Once a player becomes an RFA and is qualified, whilst negotiating, he is available to accept an offer sheet from another team. Essentially, this is just signing another contract as if they were an unrestricted free agent. However, as the player is still considered by the NHL to be an RFA, his team has seven days to match the offer. Currently the Canadiens have not done this and time is running out.

WHAT ARE THE REPURCUSSIONS?

The first is the obvious one – the offer sheeted player’s team loses their man. They do gain some compensation though in the form of draft picks and this is based on the average annual salary of the offered contract (for reference, the Canadiens will receive Carolina’s 2022 1st round and 3rd round picks).

If Montreal decide they want to keep Kotkaniemi, Carolina lose out on the player but Montreal will struggle to find the cap space to fit him and any other players in.

But the real problem a team can face is the reaction and this is shown by quite literally the contract offered to Kotkaniemi.

The former third overall pick is a decent forward, no doubt, but no disrespect to the Finn, he is not a $6.1 million per year decent. This was done with the knowledge that Habs general manager Marc Bergevin will be doing some mental cap gymnastics trying to see if his team can take the hit.

But wait, there’s more! A $20.00 signing bonus, referring to Aho’s jersey number. The press release, essentially copying Bergevin’s own in 2019, followed by a release in French just to make sure every Quebec native understood what fun they were having.

If there was any doubt the Hurricanes were offended when Bergevin rolled the dice two years ago, that has well and truly been cleared up.

SHOULD MONTREAL MATCH?

We will find out on 4th September, but in my opinion, no. It is true with the loss of Phillip Danault, Montreal needs all the help at centre they can get and Kotkaniemi is young enough to keep developing.
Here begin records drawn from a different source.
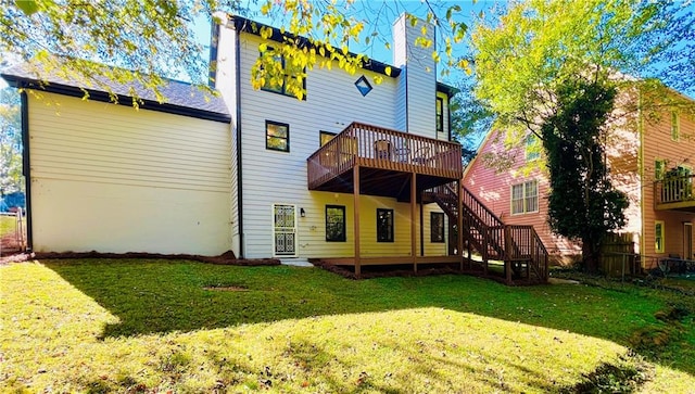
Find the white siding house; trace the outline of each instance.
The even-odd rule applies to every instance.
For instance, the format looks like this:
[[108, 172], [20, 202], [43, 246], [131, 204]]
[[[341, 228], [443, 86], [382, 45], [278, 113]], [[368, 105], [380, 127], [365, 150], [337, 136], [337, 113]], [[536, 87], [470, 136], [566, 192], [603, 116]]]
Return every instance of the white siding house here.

Sebastien Aho was the subject of a similar deal two years ago (PHOTO: NHL)
But Nick Suzuki’s huge payday is on the horizon and the Habs cannot afford to be committing over $6 million to a player they have publicly shown they do not fully believe in, by making him watch the majority of the Stanley Cup Final from the press box.
Kotkaniemi will then need extending and sure, he may take a team friendly pay cut. If not, he retains his RFA status upon expiry and if qualified, there is another $6.1 million pay out due.

Finally, the compensation Carolina would be sending is honestly worth more than Kotkaniemi and both picks could be flipped in a package for an actual top-six centre that the team is crying out for.

Unless you are actually Marc Bergevin or a Canadiens fan, the chaos has been fun this week – who doesn’t love the drama of an offer sheet?

But it will definitely interesting to see the long term effect of the Montreal decision, regardless of what it is. Would Kotkaniemi still want to play for Montreal, perhaps feeling he could get more elsewhere?
What trade would they make to accommodate his salary? Would a potential new home for Kotkaniemi help him become the player he was projected to be? We will see by Saturday.